Members of the ABCD team have found that serious falls are more than twice as likely in older men who take medicines with potent anticholinergic properties. The research team used data from the Irish Longitudinal Study on Ageing (TILDA), to discover the link between these medicines and falls which cause serious injury. The effect remained even after accounting for differences in health and other risk factors for falls. A greater use of such medicines increased the risk for these men further.

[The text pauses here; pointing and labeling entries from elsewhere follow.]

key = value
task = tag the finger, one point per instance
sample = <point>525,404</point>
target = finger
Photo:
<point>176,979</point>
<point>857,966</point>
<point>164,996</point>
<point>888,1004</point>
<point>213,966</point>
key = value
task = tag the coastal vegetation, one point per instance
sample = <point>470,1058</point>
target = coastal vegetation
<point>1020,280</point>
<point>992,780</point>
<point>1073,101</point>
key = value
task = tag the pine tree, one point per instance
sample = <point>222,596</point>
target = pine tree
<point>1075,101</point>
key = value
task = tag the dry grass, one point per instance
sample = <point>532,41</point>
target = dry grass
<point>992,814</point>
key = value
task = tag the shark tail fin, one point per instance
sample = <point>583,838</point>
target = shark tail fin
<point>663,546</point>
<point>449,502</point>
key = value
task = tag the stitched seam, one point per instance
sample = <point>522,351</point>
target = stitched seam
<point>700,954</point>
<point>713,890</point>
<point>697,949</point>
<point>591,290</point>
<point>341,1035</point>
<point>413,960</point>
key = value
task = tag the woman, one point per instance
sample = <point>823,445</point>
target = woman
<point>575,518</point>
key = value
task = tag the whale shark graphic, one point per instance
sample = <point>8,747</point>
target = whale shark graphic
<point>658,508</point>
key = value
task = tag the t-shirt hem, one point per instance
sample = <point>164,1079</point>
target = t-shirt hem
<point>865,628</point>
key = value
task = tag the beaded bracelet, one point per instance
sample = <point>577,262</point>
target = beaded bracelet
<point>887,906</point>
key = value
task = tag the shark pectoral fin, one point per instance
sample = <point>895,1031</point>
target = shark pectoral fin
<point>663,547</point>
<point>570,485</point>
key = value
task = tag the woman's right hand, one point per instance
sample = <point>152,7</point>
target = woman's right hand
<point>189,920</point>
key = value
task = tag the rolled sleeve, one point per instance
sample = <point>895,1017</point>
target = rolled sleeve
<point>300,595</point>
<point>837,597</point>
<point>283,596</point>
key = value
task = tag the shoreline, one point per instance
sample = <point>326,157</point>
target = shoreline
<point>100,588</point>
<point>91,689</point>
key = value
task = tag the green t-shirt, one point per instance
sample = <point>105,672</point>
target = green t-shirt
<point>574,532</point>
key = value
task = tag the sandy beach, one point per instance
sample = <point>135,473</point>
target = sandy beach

There was no such association for women, however.
Lead researcher Dr Kathryn Richardson said: “Our findings indicate the importance for doctors, pharmacists and healthcare professionals to regularly review the appropriateness of medications taken by their older patients.
“It is however, important that people don’t stop taking any medications before speaking with their GP. It is not fully clear why the same link was not found in women and further research is needed to explore this and the reasons behind the findings in men.
“Experiencing a fall can have a devastating impact on older people’s lives and is a major contributor to care home admission and hospitalisation, so it is vitally important for us to find ways to reduce the risk of falls or their severity.”
Dr Chris Fox said: “With the rising levels of frailty in older people we must develop strategies to maintain health and avoid prescribing medicines which could cause a deterioration- such an approach could be simply implemented using tools available”
Dr Ian Maidment said: “After a fall, an older person may never regain the same quality of life. This research helps us to understand how medication is linked to falls. It is vital that doctors, nurses and pharmacists review medication if someone has suffered a recent fall.”